El mundo del siglo XXI por antonomasia y justo el único en el que nuestros hijos están mejor preparados para él que nosotros. ¿Por qué? Muy simple. Porque es tan nuevo para nosotros como ellos y al igual que nuestros hijos el manual de instrucciones se va escribiendo a toro pasado y encima sólo sirve para un modelo determinado.

Dejarle el móvil a nuestro hijo

Si, los niños y en especial los más pequeños, pueden volverse extremadamente insoportables en el momento que tienen un objetivo en mente y para nuestra desgracia, poner sus regordetas manos sobre la impoluta pantalla del móvil es una de las que está al principio de la lista. Aquí, mayoritariamente interviene el exceso de confianza, tanto en nuestra capacidad para mantener nuestros reflejos al 100% después de un largo día de trabajo (seamos realistas, si conserváis el 10% de ellos podéis sentiros los reyes del mambo) y la confianza en que nuestro hijo sea capaz de mantener el suficiente grado de concentración para mantener el móvil sujeto mientras gran parte de sus recién estrenadas neuronas se entretienen en ver colores y sonidos en la pantalla.
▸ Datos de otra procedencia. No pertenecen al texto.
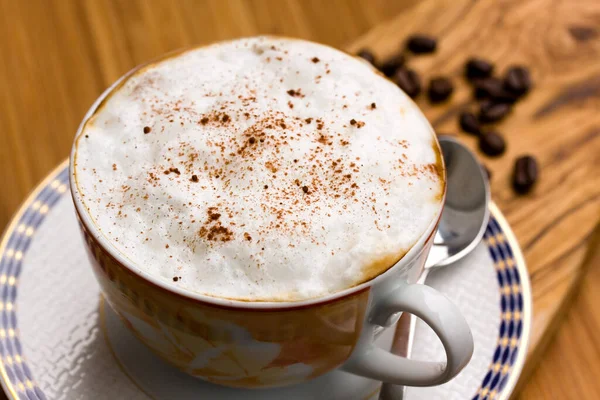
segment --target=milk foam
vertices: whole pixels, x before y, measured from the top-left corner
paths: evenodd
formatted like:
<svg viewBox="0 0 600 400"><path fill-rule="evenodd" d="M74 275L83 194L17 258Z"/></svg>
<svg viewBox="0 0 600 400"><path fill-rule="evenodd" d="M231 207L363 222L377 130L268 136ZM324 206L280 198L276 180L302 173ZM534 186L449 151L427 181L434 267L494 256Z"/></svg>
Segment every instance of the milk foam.
<svg viewBox="0 0 600 400"><path fill-rule="evenodd" d="M440 212L433 132L396 85L315 43L249 38L143 67L76 138L102 234L191 292L300 300L388 269Z"/></svg>

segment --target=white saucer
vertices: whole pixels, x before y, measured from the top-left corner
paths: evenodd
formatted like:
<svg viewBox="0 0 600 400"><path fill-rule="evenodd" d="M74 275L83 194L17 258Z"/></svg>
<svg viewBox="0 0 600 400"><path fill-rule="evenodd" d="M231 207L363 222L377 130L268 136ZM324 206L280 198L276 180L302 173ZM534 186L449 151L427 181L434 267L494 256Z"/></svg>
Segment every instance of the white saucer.
<svg viewBox="0 0 600 400"><path fill-rule="evenodd" d="M377 399L380 384L341 371L269 390L215 386L171 368L105 306L68 195L67 163L25 201L0 244L0 381L11 399ZM458 305L475 338L451 382L408 388L407 399L507 399L523 367L531 290L521 251L491 206L485 241L427 284ZM397 337L399 336L398 333ZM389 348L393 328L378 339ZM419 321L411 357L443 360Z"/></svg>

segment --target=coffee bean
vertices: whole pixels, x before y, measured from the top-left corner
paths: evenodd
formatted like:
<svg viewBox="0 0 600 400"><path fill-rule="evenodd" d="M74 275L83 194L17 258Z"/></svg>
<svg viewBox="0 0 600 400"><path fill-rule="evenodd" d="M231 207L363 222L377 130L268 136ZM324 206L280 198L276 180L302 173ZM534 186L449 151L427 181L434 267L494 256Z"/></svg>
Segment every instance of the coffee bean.
<svg viewBox="0 0 600 400"><path fill-rule="evenodd" d="M504 88L504 82L498 78L486 78L475 81L475 98L492 99L497 103L514 103L518 96Z"/></svg>
<svg viewBox="0 0 600 400"><path fill-rule="evenodd" d="M410 68L400 68L393 80L409 97L415 98L421 93L421 78Z"/></svg>
<svg viewBox="0 0 600 400"><path fill-rule="evenodd" d="M517 158L513 170L513 188L517 193L525 194L531 190L539 177L535 158L526 155Z"/></svg>
<svg viewBox="0 0 600 400"><path fill-rule="evenodd" d="M490 107L492 104L494 104L494 100L492 99L483 99L479 102L479 108L481 109L481 107L483 108L487 108Z"/></svg>
<svg viewBox="0 0 600 400"><path fill-rule="evenodd" d="M514 93L511 93L506 89L502 89L496 93L493 93L491 99L497 103L513 104L519 100L519 96L516 96Z"/></svg>
<svg viewBox="0 0 600 400"><path fill-rule="evenodd" d="M494 72L494 64L482 58L471 58L465 65L467 79L489 78Z"/></svg>
<svg viewBox="0 0 600 400"><path fill-rule="evenodd" d="M497 122L504 119L510 111L510 104L485 101L479 108L479 121L483 123Z"/></svg>
<svg viewBox="0 0 600 400"><path fill-rule="evenodd" d="M460 113L458 123L463 131L479 135L481 133L481 126L475 114L469 111L463 111Z"/></svg>
<svg viewBox="0 0 600 400"><path fill-rule="evenodd" d="M437 40L426 35L412 35L408 38L406 47L415 54L433 53L437 47Z"/></svg>
<svg viewBox="0 0 600 400"><path fill-rule="evenodd" d="M502 90L504 82L498 78L478 79L474 81L474 95L477 99L487 99L492 97L492 93Z"/></svg>
<svg viewBox="0 0 600 400"><path fill-rule="evenodd" d="M379 66L379 70L387 77L393 76L396 71L404 66L405 57L404 54L398 54L391 58L388 58L384 63Z"/></svg>
<svg viewBox="0 0 600 400"><path fill-rule="evenodd" d="M531 89L529 70L523 66L510 67L504 76L504 87L518 96L525 95Z"/></svg>
<svg viewBox="0 0 600 400"><path fill-rule="evenodd" d="M454 85L452 81L444 77L436 77L429 81L429 89L427 94L432 103L439 103L446 100L452 95Z"/></svg>
<svg viewBox="0 0 600 400"><path fill-rule="evenodd" d="M496 157L504 153L506 142L497 132L485 132L479 136L479 149L488 156Z"/></svg>
<svg viewBox="0 0 600 400"><path fill-rule="evenodd" d="M367 60L371 64L375 65L375 55L369 49L361 49L358 53L356 53L362 59Z"/></svg>

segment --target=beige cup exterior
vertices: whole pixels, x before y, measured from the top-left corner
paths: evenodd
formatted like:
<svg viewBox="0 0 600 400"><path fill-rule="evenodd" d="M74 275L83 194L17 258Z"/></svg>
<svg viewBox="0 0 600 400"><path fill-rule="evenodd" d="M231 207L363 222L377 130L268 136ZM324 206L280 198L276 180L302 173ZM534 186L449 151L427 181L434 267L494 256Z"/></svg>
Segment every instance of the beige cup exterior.
<svg viewBox="0 0 600 400"><path fill-rule="evenodd" d="M371 286L297 307L210 304L144 279L113 257L81 218L80 227L104 297L125 326L195 377L242 388L300 383L344 364L363 330ZM415 281L426 253L398 278Z"/></svg>
<svg viewBox="0 0 600 400"><path fill-rule="evenodd" d="M126 77L96 101L80 125L78 136L107 95ZM427 123L424 117L423 121ZM433 145L439 154L439 144ZM109 243L77 193L75 154L76 145L70 170L73 199L103 295L141 342L180 370L240 388L300 383L338 367L386 382L425 386L455 376L470 358L472 337L458 310L439 293L430 292L433 289L423 292L422 285L413 284L423 271L439 218L396 265L354 288L300 302L217 299L185 292L143 273ZM410 299L402 299L402 293L409 292L413 293ZM428 298L445 310L447 321L438 321L435 312L420 308L418 302ZM411 304L407 307L407 303ZM436 330L447 350L448 368L387 352L391 359L387 355L369 356L374 337L388 325L388 315L401 311L420 313ZM453 331L454 325L460 329ZM451 336L457 335L461 340L450 343ZM378 366L379 358L387 366Z"/></svg>

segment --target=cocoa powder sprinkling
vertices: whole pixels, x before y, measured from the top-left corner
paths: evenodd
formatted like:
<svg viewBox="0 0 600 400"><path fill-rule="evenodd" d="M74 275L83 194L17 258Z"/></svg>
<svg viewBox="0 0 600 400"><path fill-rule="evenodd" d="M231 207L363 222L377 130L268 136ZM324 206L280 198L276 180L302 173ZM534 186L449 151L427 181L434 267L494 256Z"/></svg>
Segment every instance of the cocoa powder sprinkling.
<svg viewBox="0 0 600 400"><path fill-rule="evenodd" d="M289 94L292 97L304 97L301 89L290 89L287 91L287 94Z"/></svg>
<svg viewBox="0 0 600 400"><path fill-rule="evenodd" d="M215 207L208 208L208 219L209 220L216 221L217 219L221 218L221 214L218 213L216 210L217 209Z"/></svg>
<svg viewBox="0 0 600 400"><path fill-rule="evenodd" d="M165 169L164 174L169 175L171 172L174 174L177 174L177 175L181 174L181 172L179 171L179 168L175 168L175 167L170 167L169 169Z"/></svg>
<svg viewBox="0 0 600 400"><path fill-rule="evenodd" d="M365 126L365 123L363 121L357 121L354 118L352 118L350 120L350 125L356 126L357 128L362 128L363 126Z"/></svg>
<svg viewBox="0 0 600 400"><path fill-rule="evenodd" d="M311 84L315 76L323 83L331 79L323 73L330 71L324 59L304 57L315 64L311 70L323 74L311 71L308 77ZM277 60L272 55L271 66L278 65ZM359 135L356 129L365 126L363 120L370 122L369 118L375 115L370 110L377 108L375 102L368 103L364 99L374 93L346 91L327 103L327 107L331 104L330 108L319 110L315 105L319 103L312 98L314 84L310 88L285 89L291 85L293 81L282 79L276 87L283 90L275 89L279 90L275 95L265 94L268 91L262 91L255 82L244 81L242 77L230 93L225 92L229 89L223 89L225 93L204 93L206 99L210 99L209 108L195 107L181 100L159 101L153 99L150 92L140 91L138 100L147 105L142 126L148 121L152 124L152 128L143 128L144 134L157 133L144 139L159 140L160 137L167 144L155 167L139 178L130 177L130 182L125 182L128 189L117 187L122 198L111 203L110 209L114 207L115 215L118 212L119 218L126 218L127 211L130 215L132 210L141 212L140 208L128 206L137 205L136 198L144 199L144 214L169 221L170 232L177 232L175 237L183 237L183 246L191 253L200 251L203 246L222 246L234 239L247 243L250 248L257 244L258 249L266 243L261 240L273 231L290 237L300 235L324 246L322 238L314 233L315 227L298 215L308 218L344 215L344 210L355 204L375 217L374 224L383 229L387 226L386 207L376 199L389 192L393 180L373 176L369 181L369 172L364 175L362 162L356 157L357 146L363 145L356 140ZM265 102L277 107L265 110L262 107ZM354 116L349 125L348 116ZM179 129L179 126L185 128ZM184 139L178 139L172 129L191 131L192 139L185 139L185 135L182 135ZM135 133L139 134L139 128ZM379 137L374 134L369 140L386 139L389 140L384 134ZM298 142L305 148L299 150ZM406 142L397 140L390 140L389 144L399 148L407 146ZM433 164L413 166L401 156L394 167L393 172L400 176L434 177L439 173ZM124 169L119 162L119 170ZM116 171L116 164L113 170ZM181 174L186 179L181 179ZM209 195L190 196L178 208L177 196L163 190L167 184L180 185L177 188L192 194ZM367 189L373 186L378 189L377 193ZM120 207L125 207L122 213ZM185 211L181 212L180 208ZM248 215L265 218L260 223L244 226ZM155 237L148 232L141 235L140 241ZM178 243L178 247L180 245ZM168 244L165 248L169 248Z"/></svg>

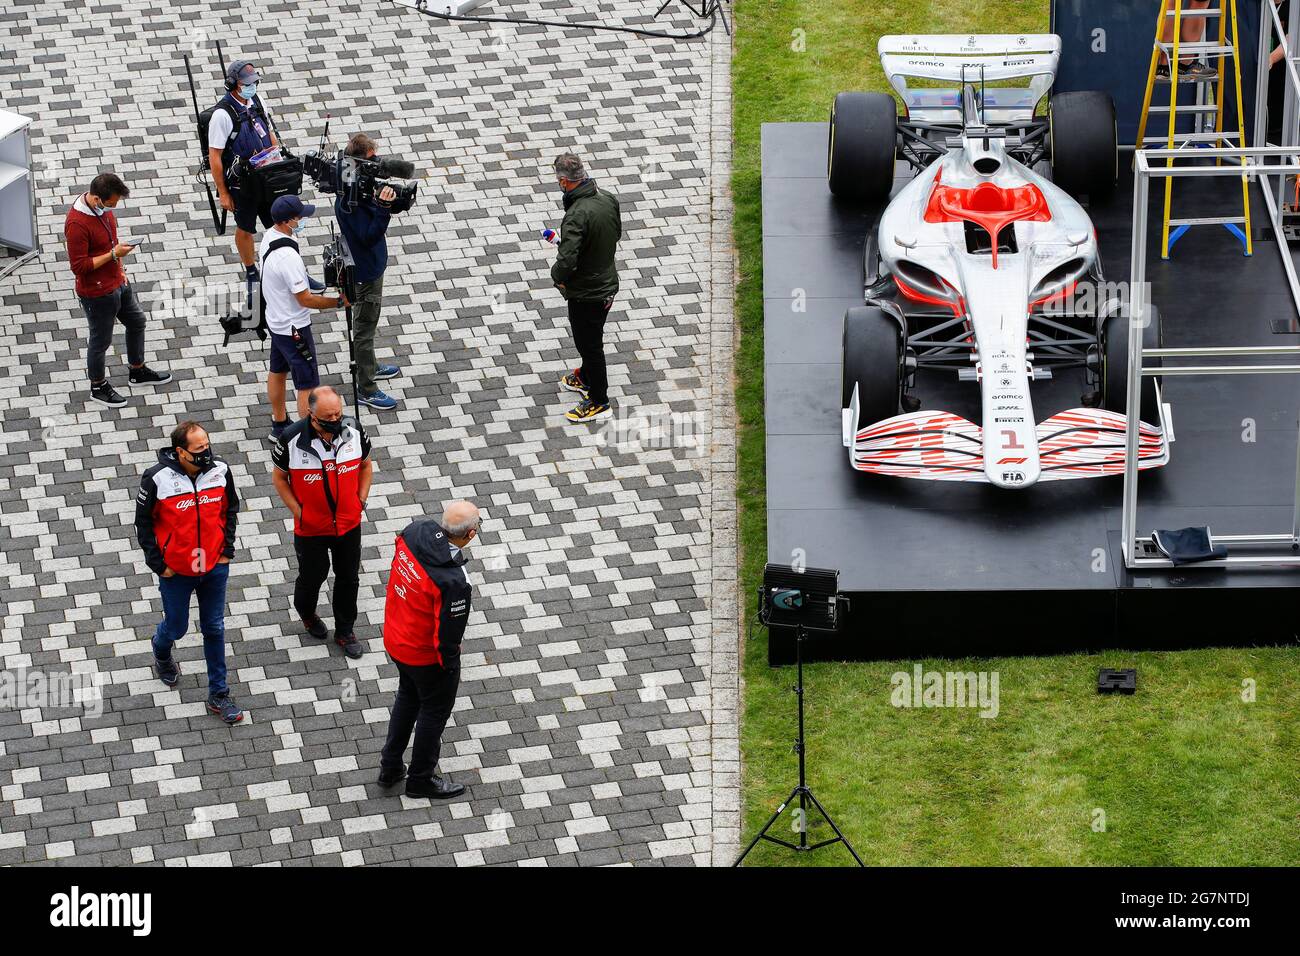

También tendríamos que tener en cuenta nuestra inocencia al pensar que nuestro hijo cuidará el móvil como lo haríamos nosotros. Las consecuencias van desde la compra de un nuevo terminal (no subestimemos esta opción como forma de renovación del aparato, por supuesto totalmente involuntaria) hasta el pasearnos con una flamante pantalla hecha añicos y que increíblemente sigue funcionando, -lo mismo que nuestra inocencia-.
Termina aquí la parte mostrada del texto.